When I filed my application online a month ago, the very next day of my last day as a Public Relations intern, I was just acting on impulse. I didn't think much. Well, that's a lie – I'd been thinking about applying for a few weeks ever since I saw an advertisement about CX career day in early January – however, I hadn't given it any serious thought. 

I guess at any point in her life, a fun-loving and adventurous girl must have thought about being a flight attendant; whether she really acts on it, it's another matter. I first thought about being a FA when I was right out of college. I still remember one of my close friends, Pat, and I were playing with the idea of applying together because neither of us wanted a mundane, boring nine-to-NINE job. However, that was just a dream. After being challenged repeatedly by people around us about our height (both of us were petite), and discouraged by our own indeterminations, we took the easy way out - she became an accountant and I a broker. So much for exploring the world and having fun.

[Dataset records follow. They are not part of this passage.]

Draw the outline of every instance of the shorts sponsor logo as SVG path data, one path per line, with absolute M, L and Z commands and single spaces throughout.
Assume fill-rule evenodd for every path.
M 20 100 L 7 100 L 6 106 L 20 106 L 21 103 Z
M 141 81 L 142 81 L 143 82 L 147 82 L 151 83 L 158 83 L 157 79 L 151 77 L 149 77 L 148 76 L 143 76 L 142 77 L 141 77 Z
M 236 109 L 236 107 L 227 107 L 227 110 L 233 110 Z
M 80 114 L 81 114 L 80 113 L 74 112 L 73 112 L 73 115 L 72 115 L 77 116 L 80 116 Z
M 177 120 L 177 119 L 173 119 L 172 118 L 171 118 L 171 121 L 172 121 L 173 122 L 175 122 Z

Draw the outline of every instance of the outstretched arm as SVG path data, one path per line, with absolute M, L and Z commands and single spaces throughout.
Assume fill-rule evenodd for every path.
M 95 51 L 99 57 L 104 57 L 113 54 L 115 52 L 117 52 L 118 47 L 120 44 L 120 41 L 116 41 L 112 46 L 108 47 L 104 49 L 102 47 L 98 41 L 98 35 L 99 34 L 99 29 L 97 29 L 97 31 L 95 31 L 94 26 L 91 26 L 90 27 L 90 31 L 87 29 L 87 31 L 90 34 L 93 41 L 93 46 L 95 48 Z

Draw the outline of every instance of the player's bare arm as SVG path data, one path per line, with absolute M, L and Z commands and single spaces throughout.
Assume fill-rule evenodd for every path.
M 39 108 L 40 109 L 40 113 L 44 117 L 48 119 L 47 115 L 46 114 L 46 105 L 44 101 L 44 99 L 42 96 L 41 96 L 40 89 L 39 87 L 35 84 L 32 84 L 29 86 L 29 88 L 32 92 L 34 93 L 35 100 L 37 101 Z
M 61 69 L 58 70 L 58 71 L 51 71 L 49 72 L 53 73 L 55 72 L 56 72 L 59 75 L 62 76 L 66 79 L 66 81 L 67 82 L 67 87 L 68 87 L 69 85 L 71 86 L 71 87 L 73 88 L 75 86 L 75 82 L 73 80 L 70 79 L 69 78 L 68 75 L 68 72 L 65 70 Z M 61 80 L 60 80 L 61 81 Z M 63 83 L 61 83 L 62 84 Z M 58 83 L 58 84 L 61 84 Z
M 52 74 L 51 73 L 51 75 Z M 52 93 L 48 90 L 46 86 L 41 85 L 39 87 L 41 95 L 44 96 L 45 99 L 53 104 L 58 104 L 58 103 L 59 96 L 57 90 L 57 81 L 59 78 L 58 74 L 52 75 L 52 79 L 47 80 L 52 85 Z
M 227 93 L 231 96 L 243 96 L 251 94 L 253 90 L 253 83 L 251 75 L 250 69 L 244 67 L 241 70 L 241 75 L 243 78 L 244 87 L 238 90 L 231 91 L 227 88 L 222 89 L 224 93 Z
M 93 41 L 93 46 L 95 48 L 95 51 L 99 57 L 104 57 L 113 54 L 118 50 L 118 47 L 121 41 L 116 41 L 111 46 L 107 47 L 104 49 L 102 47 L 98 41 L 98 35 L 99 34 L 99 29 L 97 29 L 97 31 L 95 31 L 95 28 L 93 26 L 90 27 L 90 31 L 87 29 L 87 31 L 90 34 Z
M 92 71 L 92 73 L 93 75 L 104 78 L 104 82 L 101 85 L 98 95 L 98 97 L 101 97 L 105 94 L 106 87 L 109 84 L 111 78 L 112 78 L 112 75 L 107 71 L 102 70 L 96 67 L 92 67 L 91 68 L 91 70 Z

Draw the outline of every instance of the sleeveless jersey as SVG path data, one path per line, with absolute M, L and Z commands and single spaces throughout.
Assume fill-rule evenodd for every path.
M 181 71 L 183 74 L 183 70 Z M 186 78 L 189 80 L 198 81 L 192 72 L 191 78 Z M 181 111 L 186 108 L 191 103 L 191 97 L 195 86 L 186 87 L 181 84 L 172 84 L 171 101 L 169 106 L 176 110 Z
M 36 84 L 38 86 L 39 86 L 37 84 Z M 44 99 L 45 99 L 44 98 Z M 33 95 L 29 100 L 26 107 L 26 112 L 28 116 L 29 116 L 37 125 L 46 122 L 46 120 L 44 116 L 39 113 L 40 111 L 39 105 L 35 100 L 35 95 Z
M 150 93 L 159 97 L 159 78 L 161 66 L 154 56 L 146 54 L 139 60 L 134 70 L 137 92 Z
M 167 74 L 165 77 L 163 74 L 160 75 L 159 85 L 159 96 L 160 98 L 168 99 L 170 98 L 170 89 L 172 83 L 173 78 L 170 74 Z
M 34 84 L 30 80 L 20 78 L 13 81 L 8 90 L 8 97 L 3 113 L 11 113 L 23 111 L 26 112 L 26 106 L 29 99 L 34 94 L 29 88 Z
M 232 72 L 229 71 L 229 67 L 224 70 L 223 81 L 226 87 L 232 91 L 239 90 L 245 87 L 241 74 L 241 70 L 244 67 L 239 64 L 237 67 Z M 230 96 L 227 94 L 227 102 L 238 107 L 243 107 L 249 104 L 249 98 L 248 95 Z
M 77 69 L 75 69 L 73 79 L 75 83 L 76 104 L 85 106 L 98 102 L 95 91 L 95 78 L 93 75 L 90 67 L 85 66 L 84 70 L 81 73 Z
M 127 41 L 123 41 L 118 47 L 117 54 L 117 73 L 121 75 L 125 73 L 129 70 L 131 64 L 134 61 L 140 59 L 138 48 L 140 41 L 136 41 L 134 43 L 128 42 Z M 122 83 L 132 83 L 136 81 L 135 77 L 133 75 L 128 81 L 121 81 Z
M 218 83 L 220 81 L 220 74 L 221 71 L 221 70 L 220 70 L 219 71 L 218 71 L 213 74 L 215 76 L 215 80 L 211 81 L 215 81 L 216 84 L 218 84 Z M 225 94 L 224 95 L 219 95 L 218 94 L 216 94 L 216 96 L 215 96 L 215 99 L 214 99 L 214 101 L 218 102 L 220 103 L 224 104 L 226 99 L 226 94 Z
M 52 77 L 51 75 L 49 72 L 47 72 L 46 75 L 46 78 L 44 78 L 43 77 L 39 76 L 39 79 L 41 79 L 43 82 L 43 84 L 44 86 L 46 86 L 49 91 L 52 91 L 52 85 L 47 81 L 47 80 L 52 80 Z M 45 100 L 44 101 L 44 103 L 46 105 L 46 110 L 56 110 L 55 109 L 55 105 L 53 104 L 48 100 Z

For the past few years, whenever I hinted the faintest possibility of being a FA, my Dad would just shut me up for wasting all my good grades and education. But I guess his dismay was spawned more by the fear of disgrace for having a daughter as “stewardess” who asks people “coffee or tea?” – his ego just wouldn’t accept that.

On a visceral level, I hate being in one place – travelling is my blood and soul. The world is so big and there’s so much to see and experience, so why would I want to settle in one place while I’m still so young and agile?

And I love physical hard work so much that my definition of dream jobs means A) having to walk six to seven kilometers a day, practise in baking sun or howling rain for hours, and squat with 60kg of weight on my 42kg body, or B) having to suffer from bruises and chafes and agony during practice, spend most time being upside-down and sideway, stretch until there’s tears in my eyes, and groan through the nth set of push-ups and crunches – like a golf touring pro or a pole dancer.

I’ve never once sprained my ankle or cracked a bone doing sports (thank God for that), but I would end up with strained muscles and arthritis symptoms with just a month of being fixated at an office desk. When the only movements require only those by my fingers and eyeballs, I feel my whole body degenerate into a dead pile of stones. My mind feels suffocated and suppressed. That was what happened with my last job. Right there, I had an epiphany that if I ever want to be happy, I will need a job that gives me lots of opportunities to travel and move.

Therefore, just a few days after my birthday and at a ripe age of 31, I applied for the FA position and competed with other twenty-year-olds. How cool was that?

After an arm reach test (for those who thought I wasn’t tall enough, I can reach 208cm! Okay, with tiptoe, but still), a group discussion session, an English proficiency test, a debate session, a psychometric test, a 30-minute individual interview, a dreadful mandarin test, and a 90-minute medical assessment, I’m now waiting for their final decision. Fidgeting.